They're one of this city's most recognizable exports, but indie-rock icons The Weakerthans are coming home for the holidays.
The acclaimed quartet -- who released their fourth album Reunion Tour to the usual raves in the fall -- are in town for a show at The Burt this weekend, and fans can expect a stockingful of tracks from the appropriately wintry disc.
We caught up with frontman John K. Samson in Zurich, Switzerland, to talk about winter, work ethics, and his love affair with Winnipeg.
You guys have been on the road since September, and in Europe for three weeks. Are you looking forward to coming home for Christmas?

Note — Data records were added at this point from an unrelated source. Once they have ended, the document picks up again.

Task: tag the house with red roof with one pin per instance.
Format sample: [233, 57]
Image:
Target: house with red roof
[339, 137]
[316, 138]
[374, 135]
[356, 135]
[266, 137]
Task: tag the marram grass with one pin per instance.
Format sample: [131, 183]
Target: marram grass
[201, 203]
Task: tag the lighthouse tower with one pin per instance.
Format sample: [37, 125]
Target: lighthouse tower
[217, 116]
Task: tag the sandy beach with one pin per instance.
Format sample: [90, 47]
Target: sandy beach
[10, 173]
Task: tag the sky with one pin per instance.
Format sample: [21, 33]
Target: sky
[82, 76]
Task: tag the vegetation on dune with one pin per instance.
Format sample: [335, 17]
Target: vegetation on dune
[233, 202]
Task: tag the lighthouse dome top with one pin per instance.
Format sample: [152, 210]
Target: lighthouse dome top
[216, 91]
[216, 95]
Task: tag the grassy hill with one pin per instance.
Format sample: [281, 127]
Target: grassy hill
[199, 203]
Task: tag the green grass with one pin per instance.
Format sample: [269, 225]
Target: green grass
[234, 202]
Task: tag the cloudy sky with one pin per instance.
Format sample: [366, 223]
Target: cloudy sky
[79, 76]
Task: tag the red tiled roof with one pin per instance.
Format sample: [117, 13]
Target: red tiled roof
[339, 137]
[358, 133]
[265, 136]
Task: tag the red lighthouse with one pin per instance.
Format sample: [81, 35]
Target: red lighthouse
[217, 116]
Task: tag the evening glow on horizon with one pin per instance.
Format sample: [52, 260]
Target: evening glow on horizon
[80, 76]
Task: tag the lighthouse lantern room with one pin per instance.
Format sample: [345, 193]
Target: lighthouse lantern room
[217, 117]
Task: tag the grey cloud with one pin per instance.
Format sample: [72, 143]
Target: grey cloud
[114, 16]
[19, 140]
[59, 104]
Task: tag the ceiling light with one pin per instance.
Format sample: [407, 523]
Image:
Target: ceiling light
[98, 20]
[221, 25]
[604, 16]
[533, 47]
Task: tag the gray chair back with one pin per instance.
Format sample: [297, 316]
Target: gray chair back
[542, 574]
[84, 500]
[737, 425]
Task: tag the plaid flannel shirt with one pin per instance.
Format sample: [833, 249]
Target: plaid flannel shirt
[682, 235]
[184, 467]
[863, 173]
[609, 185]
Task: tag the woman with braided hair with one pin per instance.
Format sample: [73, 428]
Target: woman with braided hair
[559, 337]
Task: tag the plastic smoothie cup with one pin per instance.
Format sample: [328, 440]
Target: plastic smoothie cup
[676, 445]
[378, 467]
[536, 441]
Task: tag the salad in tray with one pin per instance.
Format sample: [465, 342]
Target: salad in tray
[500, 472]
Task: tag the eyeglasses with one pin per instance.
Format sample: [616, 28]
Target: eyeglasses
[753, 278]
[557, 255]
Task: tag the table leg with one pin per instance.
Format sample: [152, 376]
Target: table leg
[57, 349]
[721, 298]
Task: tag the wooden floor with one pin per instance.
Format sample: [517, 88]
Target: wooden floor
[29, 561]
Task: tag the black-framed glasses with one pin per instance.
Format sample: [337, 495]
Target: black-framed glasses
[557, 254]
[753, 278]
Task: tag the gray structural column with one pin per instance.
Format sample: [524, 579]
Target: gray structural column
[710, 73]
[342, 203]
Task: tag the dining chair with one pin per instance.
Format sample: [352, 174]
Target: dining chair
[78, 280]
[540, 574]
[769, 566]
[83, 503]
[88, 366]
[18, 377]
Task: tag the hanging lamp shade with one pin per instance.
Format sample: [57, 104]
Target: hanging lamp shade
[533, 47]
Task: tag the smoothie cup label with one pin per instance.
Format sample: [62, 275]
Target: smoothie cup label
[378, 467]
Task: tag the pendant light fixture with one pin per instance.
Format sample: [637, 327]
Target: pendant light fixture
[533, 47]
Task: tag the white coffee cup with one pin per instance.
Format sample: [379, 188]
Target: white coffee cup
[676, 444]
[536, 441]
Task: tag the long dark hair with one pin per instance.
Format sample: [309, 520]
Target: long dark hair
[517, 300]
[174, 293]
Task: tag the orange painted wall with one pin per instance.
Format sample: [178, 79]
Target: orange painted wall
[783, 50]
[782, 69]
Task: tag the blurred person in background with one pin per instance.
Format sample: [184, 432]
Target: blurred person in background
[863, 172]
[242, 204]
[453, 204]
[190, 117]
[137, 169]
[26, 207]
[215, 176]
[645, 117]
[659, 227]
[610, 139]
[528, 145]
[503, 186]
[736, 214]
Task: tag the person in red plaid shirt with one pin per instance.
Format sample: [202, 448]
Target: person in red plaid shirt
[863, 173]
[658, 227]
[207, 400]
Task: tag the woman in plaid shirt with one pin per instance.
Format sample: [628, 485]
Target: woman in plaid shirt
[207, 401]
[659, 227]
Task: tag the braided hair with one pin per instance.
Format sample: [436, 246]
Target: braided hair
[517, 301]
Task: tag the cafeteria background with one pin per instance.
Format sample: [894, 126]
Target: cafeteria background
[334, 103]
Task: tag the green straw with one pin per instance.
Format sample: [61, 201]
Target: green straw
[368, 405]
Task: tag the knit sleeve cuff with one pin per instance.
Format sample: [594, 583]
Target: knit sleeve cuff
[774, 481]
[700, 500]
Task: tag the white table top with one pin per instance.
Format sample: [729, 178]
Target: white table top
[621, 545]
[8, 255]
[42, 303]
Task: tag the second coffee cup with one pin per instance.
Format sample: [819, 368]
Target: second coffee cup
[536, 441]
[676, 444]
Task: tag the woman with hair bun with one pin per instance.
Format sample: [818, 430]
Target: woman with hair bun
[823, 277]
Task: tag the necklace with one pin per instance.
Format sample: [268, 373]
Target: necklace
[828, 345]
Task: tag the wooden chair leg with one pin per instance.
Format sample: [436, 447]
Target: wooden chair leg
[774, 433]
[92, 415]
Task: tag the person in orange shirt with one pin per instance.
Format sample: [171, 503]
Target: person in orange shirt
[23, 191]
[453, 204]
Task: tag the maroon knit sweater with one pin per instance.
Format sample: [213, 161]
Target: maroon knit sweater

I am looking forward to it. I hear there's snow now. I love the winter, and I was sad about missing the first snowfall -- I usually want to see that. Of course, once I'm there, I might feel differently.
Reunion Tour took just two weeks to record, and while the lyrics were complete when you guys reconvened, the music itself wasn't. Did that end up working in your favour?
It did. I think it was kind of our most collaborative record, in a sense. We had some things unfinished, and the potential (was there) to do some different things before the songs were set in stone. And our producer, Ian Blurton, certainly came in and messed around a bit with the tunes. It was one of those really productive and exciting times.
Two weeks seems pretty speedy. Is that typical for you guys?
No, the last one (2003's Reconstruction Site) took quite a bit longer. We kind of just really focused and worked 12-hour days, so I guess technically it took longer than two weeks, if you count the actual hours of labour.
Pretty much all the press for Reunion Tour describes it as the Weakerthans' "wintriest" album yet. Your thoughts?
I guess I wrote a lot of the lyrics during the winter. We tour a lot less during the winter, so that's always when I try to write lyrics.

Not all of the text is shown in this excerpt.